Diplomatic manoeuvres

Despite this, the sudden escalation on Friday immediately alarmed the diplomacies in the region. The Russian Foreign Ministry called on the two countries to cease fighting immediately and to try to overcome their divisions through diplomacy. Moscow is in a privileged position to intervene because it has good relations with Islamabad - Premier Shehbaz Sharif is expected in the Russian capital in the coming days - and at the same time is the only country to have diplomatically recognised the Taliban government in Kabul. Beijing has expressed deep concern about the clashes. Iran has offered to mediate.

The night-time bombings between Thursday and Friday marked a deepening of the crisis. On the night between Saturday and Sunday, the Pakistani Armed Forces had carried out targeted attacks in the Afghan provinces of Nangarhar and Paktika against "seven terrorist hideouts and training camps", which can be traced back to two extremist formations - Tehrik-e-Taliban Pakistan (Ttp) and Islamic State-Khorasan Province (Iskp) - that want to overthrow the government in Islamabad to establish a caliphate. An operation to which Kabul responded on Thursday evening with the border raid that triggered the Pakistani reaction yesterday.

An alliance now over

The 'open war' between the two countries is surprising because the emergence of the Taliban in the early 1990s was looked upon favourably by Pakistan, which, focused as it was on its south-eastern rivalry with India, was happy to have a friendly government on its north-western borders that could guarantee it what in military jargon is called 'strategic depth', i.e. a territory in which to regroup and from which to counter-attack in the event of an Indian invasion. The once good relations between the Pakistani government and the Afghan Taliban have been deteriorating since 2022 as attacks have intensified.
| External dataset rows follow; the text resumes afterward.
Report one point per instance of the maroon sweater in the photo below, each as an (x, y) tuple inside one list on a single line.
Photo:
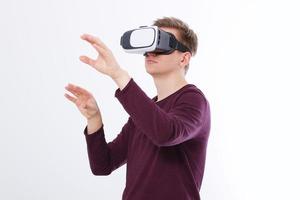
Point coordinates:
[(163, 143)]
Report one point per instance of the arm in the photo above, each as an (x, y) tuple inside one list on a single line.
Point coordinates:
[(106, 157), (182, 123)]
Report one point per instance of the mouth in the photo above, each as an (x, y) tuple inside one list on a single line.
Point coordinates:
[(149, 61)]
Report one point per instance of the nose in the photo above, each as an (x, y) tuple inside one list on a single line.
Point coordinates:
[(147, 54)]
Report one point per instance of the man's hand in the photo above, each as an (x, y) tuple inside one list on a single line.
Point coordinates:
[(87, 105), (105, 62)]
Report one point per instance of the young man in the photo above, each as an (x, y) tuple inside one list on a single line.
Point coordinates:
[(164, 141)]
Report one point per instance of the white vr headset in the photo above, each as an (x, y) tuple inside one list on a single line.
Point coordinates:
[(147, 39)]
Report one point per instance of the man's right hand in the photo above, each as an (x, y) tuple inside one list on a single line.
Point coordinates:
[(87, 105)]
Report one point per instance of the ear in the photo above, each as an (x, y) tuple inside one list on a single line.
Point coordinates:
[(185, 59)]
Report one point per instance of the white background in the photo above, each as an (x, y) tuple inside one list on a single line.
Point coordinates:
[(247, 65)]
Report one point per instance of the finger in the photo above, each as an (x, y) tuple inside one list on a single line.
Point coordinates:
[(88, 60), (82, 90), (73, 91), (72, 99), (103, 52), (93, 40)]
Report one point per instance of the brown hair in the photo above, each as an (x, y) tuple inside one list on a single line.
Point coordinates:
[(186, 35)]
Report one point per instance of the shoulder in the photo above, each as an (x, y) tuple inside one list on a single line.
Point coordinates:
[(192, 95)]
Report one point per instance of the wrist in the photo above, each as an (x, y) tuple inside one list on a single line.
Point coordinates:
[(121, 78), (94, 124)]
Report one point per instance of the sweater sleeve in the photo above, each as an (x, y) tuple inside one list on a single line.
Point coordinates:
[(106, 157), (183, 122)]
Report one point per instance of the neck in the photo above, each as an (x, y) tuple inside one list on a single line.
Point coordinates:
[(167, 84)]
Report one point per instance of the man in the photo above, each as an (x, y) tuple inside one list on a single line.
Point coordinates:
[(165, 138)]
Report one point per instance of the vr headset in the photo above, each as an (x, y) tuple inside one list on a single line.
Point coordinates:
[(147, 39)]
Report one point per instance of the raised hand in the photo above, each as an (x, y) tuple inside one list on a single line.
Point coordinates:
[(105, 62), (84, 101)]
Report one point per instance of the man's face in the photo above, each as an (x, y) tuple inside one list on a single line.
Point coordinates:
[(163, 64)]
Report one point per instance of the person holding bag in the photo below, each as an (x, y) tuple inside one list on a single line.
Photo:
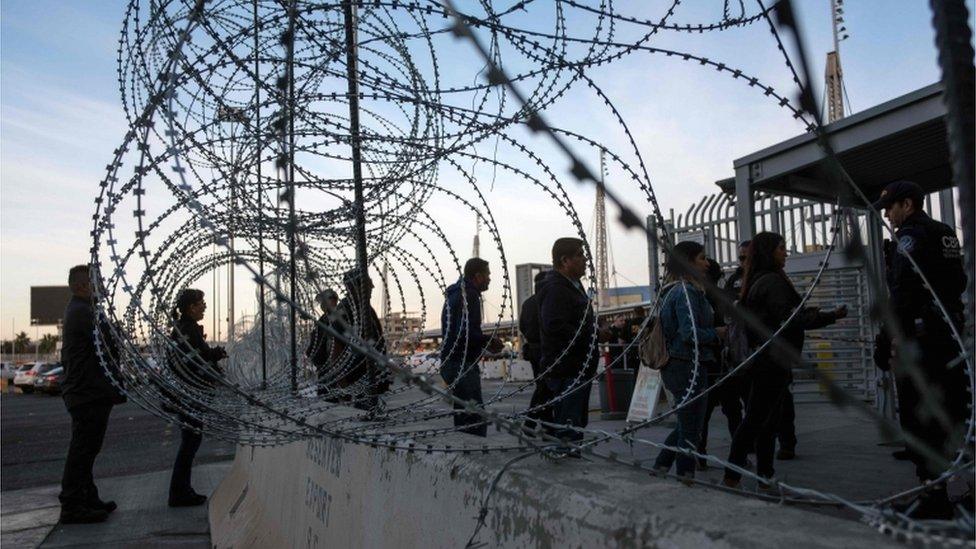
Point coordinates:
[(687, 325), (770, 296)]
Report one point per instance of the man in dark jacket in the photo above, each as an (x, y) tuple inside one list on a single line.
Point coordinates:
[(320, 345), (89, 396), (568, 337), (464, 342), (935, 249), (532, 351), (347, 366)]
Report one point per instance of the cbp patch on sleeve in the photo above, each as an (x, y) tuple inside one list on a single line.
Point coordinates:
[(906, 244)]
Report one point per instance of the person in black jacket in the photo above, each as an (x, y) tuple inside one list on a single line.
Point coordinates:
[(89, 395), (935, 249), (568, 337), (464, 343), (769, 295), (730, 395), (320, 344), (195, 364), (349, 369), (532, 352)]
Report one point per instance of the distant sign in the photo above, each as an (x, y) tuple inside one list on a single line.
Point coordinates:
[(48, 304)]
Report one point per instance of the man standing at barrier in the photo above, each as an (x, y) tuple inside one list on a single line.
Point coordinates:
[(89, 397), (320, 346), (532, 351), (464, 342), (349, 368), (934, 248), (569, 342)]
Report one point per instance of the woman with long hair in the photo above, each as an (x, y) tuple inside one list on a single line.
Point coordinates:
[(770, 296), (687, 324), (195, 363)]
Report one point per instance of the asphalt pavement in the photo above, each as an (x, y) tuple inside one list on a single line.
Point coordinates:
[(35, 430)]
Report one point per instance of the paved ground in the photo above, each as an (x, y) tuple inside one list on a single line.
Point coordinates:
[(838, 451), (142, 520), (34, 434)]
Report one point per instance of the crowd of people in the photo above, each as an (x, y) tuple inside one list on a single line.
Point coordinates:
[(699, 318)]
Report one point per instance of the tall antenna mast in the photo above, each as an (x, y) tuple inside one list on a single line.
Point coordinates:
[(600, 216), (476, 248), (833, 74)]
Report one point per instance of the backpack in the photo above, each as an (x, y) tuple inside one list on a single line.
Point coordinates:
[(737, 346), (653, 348)]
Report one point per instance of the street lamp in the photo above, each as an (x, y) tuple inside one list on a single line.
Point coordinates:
[(233, 116)]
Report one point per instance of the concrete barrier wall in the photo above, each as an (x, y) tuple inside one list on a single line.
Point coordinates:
[(327, 493)]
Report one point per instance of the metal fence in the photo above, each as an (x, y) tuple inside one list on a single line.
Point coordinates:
[(843, 350)]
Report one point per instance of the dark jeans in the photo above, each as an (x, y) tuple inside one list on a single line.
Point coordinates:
[(677, 378), (949, 387), (468, 387), (786, 428), (731, 396), (190, 439), (88, 424), (540, 396), (572, 409), (768, 388)]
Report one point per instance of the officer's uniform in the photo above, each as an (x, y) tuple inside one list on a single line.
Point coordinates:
[(935, 249)]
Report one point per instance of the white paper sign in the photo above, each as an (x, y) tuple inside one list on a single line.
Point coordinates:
[(647, 392)]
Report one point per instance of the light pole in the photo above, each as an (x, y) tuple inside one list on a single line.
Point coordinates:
[(37, 342), (233, 116)]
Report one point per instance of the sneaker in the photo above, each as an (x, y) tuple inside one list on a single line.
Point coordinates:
[(786, 454), (107, 506), (934, 505), (83, 515), (901, 455), (189, 500)]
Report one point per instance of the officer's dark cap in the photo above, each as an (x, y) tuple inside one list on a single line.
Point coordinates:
[(897, 191)]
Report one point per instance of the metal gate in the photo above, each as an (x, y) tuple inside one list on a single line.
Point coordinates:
[(844, 350)]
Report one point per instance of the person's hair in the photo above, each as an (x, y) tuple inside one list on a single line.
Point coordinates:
[(474, 266), (714, 271), (565, 247), (682, 256), (326, 295), (187, 297), (918, 202), (759, 259), (78, 275)]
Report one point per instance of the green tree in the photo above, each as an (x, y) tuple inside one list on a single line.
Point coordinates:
[(22, 343)]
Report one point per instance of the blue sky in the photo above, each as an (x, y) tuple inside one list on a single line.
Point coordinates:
[(61, 117)]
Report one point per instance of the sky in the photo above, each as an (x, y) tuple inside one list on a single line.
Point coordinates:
[(61, 118)]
The figures provided by the two countries about the number of casualties in the last few hours are so divergent - and difficult to verify - that they cannot be considered credible. Islamabad claims to have eliminated at least 274 Afghan soldiers and militants. Kabul says it killed 55 Pakistani soldiers, including some whose bodies were allegedly taken to Afghanistan, while others were 'captured alive'.